Mona menyiapkan baju yang akan Edwin bawa ke Maldives karena tadi hanya bajunya saja yang baru dia siapkan. Mona mencari-cari kemeja Edwin yang dia belikan sebagai hadiah ulang tahun Edwin beberapa bulan yang lalu namun kemeja itu tidak kunjung dia temukan.
"Kamu cari apa?" tanya Edwin saat keluar dari kamar mandi sembari menggosok rambutnya yang basah dengan handuk.
"Aku cari kemeja yang aku belikan hadiah ulang tahun kamu, Mas, tapi tidak ada."
Edwin menghentikan pergerakannya, dia ingat bila kemeja itu tertinggal diapartement Andini.
"Apa tertinggal disaat kamu menginap kemarin? Kamu menginap dimana biar aku ambil kemeja itu," tanya Mona.
"Bawa kemeja yang lainkan saja, Mon, kita harus segera berangkat ke bandara."
"Masih ada waktu sebelum kita berangkat kebandara, Mas, aku masih sempat mengambilnya."
"Lain kali saja mengambilnya sebaiknya gantian kamu yang bersiap biar ini aku yang siapkan." Edwin mengambil alih beberapa pakaian ditangan Mona yang hendak dimasukkan kedalam koper.
"Iya, Mas." Mona mengalah lalu masuk kedalam kamar mandi membuat Edwin bernafas lega.
Tak lama terdengar suara notifikasi pesan masuk diponselnya. Edwin mengambil ponsel miliknya yang ada diatas nakas lalu membuka pesan tersebut.
"Boleh saya gunakan uang anda untuk beli motor?"
Andini mengiriminya pesan beserta vidio gadis itu sedang berjalan kaki pulang dari cafe.
Edwin meletakkan pakaian ditangannya lalu berjalan menuju balkon dan menelpon Andini.
"Iya, Pak."
"Bukannya saya sudah bilang gunakan saja atm yang saya berikan padamu.

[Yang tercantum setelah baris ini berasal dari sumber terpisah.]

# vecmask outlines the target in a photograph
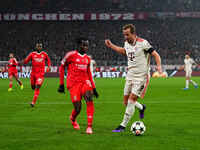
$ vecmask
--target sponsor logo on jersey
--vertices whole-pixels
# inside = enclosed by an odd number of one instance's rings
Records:
[[[36,62],[42,62],[44,59],[43,58],[33,58]]]

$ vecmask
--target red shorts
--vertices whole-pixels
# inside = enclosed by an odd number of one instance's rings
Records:
[[[85,83],[76,83],[70,88],[68,88],[72,103],[81,101],[82,97],[87,91],[92,91],[92,85],[89,80]]]
[[[44,81],[44,74],[31,73],[31,85],[42,85]]]
[[[8,71],[8,76],[10,77],[18,77],[17,70]]]

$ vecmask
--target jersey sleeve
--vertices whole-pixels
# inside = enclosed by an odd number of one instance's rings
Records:
[[[154,48],[151,46],[151,44],[147,40],[143,41],[143,49],[144,51],[150,54],[154,51]]]
[[[89,65],[88,65],[87,71],[88,71],[89,80],[92,84],[92,88],[94,89],[94,88],[96,88],[96,86],[95,86],[95,83],[94,83],[94,80],[93,80],[93,77],[92,77],[92,72],[90,70],[91,59],[90,58],[88,58],[88,59],[89,59]]]
[[[16,58],[13,59],[13,65],[17,66],[18,65],[18,61]]]
[[[68,52],[61,61],[61,65],[59,67],[60,85],[64,85],[65,66],[69,63],[72,54],[73,52]]]
[[[32,59],[33,53],[30,53],[25,59],[24,59],[24,64],[27,64],[31,59]]]

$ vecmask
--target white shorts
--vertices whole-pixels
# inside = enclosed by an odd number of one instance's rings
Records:
[[[135,78],[133,80],[126,80],[124,87],[124,95],[133,93],[140,98],[143,98],[150,80],[150,75],[145,75],[142,78]]]
[[[192,76],[192,71],[191,70],[186,70],[185,71],[185,77],[191,77]]]

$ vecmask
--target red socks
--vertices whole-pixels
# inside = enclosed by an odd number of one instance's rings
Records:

Beli apa saja yang kamu mau."
"Saya takut menggunakan uang sebanyak itu kalau tidak izin pada anda dulu."
"Tak apa, An, jangan merasa seperti itu, saya senang bisa menyenangkanmu."
"Terima kasih, Pak, anda baik sekali."
"Ya sudah saya tutup teleponnya kamu jaga diri baik-baik."
Edwin mengakhiri panggilan teleponnya, membalikkan tubuh dan hendak kembali ke dalam kamar namun dia terkejut mendapati Mona ada dihadapannya.